Crise des missiles irano-américaine après le déploiement en Irak de batteries Patriot

Washington avait réclamé à Bagdad de le laisser déployer des systèmes de défense antiaérienne Patriot après que des missiles tirés d’Iran ont fait une centaine de blessés en janvier sur la base aérienne irakienne d’Aïn al-Assad (ouest), où sont toujours postés des centaines de militaires américains.

Lundi, des responsables militaires irakiens et américains ont
indiqué à l’AFP que des missiles Patriot avaient été déployés en Irak, sans préciser si un accord préalable de Bagdad avait été obtenu.

Ces «activités (militaires) vont à l’encontre de la position officielle du gouvernement irakien, de son Parlement et de son peuple», a déclaré mercredi le ministère des Affaires étrangères iranien dans un communiqué.
Les activités militaires américaines risquent d’«entraîner la région dans l’instabilité» et dans une «situation désastreuse», a poursuivi le ministère, appelant à éviter de «provoquer des tensions (…) en temps de crise du nouveau coronavirus».

Washington devrait «respecter le souhait du peuple irakien et de son gouvernement et quitter le pays», selon le ministère iranien.

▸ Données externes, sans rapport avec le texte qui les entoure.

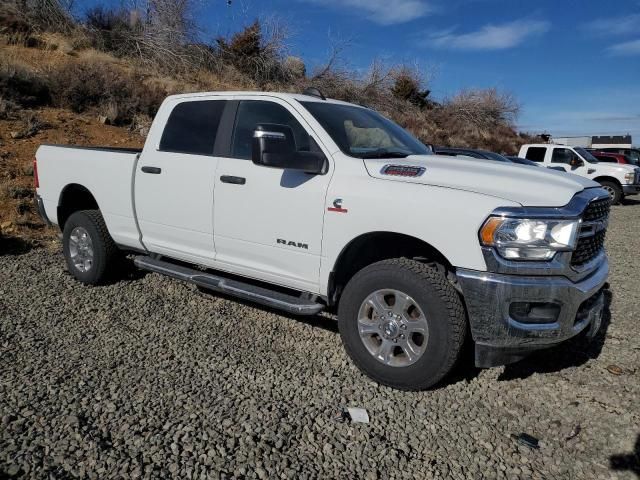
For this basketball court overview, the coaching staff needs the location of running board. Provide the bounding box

Après l’assassinat en janvier à Bagdad du puissant général iranien Qassem Soleimani et de son vis-à-vis irakien par Washington, le Parlement irakien avait voté en faveur du départ d’Irak des soldats étrangers, notamment américains. Le gouvernement irakien doit toujours répondre à ce vote.
Des Patriot sont en cours d’assemblage à Aïn al-Assad depuis plus d’une semaine, ont indiqué lundi des responsables militaires américain et irakiens sous couvert d’anonymat. D’autres ont été amenés à Erbil, au Kurdistan, a ajouté le responsable US. Deux autres batteries, composées de radars ultra-performants et de missiles d’interceptions capables de détruire un missile balistique en vol, sont au Koweït, voisin de l’Irak, en attente d’être transférées, selon la même source.

L’Irak a déjà dit à Washington refuser ces déploiements car ils pourraient être interprétés par le puissant voisin iranien comme une menace. Lundi, le Premier ministre démissionnaire irakien Adel Abdel Mahdi a mis en garde contre toute «action militaire sans l’accord du gouvernement irakien», sans faire de référence aux missiles Patriot.